Truck tonnage levels saw a mild increase to end 2025, according to data issued today by the American Trucking Associations (ATA).
ATA reported that its December advanced Seasonally Adjusted (SA) For-Hire Truck Tonnage Index reading, at 112.9, topped November’s 112.4, and was up 0.9% annually, following two straight months of annual declines in October and November.
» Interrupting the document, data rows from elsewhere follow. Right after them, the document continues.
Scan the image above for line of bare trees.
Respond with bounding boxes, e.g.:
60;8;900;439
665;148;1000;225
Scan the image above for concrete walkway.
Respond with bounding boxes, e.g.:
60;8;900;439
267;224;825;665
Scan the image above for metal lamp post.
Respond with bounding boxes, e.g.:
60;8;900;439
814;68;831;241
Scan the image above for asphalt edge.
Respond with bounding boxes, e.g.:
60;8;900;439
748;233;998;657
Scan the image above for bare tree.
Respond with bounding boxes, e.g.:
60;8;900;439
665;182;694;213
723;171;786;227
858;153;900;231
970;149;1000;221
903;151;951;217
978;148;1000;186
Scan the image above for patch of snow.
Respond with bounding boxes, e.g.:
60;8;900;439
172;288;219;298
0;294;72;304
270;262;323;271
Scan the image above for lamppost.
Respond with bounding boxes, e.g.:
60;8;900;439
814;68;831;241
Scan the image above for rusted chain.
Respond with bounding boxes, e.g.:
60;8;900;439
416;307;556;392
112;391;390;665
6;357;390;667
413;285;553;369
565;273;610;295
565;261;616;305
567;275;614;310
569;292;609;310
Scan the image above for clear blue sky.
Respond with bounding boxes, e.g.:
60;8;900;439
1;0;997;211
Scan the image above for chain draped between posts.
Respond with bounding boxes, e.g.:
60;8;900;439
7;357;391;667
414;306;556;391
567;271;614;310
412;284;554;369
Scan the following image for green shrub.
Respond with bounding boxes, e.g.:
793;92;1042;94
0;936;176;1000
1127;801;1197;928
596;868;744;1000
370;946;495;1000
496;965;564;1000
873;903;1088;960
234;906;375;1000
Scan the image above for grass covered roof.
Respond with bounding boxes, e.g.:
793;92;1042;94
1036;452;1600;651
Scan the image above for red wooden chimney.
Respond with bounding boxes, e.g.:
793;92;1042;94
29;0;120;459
For the fourth quarter, ATA reported that the index was down 1.8% compared to the third quarter, marking the largest sequential quarterly decrease since the second quarter of 2003, and was off 0.3% annually.
The ATA’s not seasonally adjusted (SA) For-Hire Truck Tonnage Index, which represents the change in tonnage actually hauled by fleets before any seasonal adjustment and the metric ATA says fleets should benchmark their levels with, came in at 111.9 in December, beating out November’s 107.3 by 4.3%.
ATA officials said that both of these indices are dominated by contract freight, instead of spot market freight.
“Despite two consecutive gains, tonnage remains at low levels as the freight metric contracted a total of 2.7% in September and October,” said ATA Chief Economist Bob Costello. “Soft manufacturing and construction activity are continuing to suppress freight levels, as they did for much of last year. For 2025 in total, tonnage rose just 0.1% over the 2024 average, although it was the first annual gain since 2022.”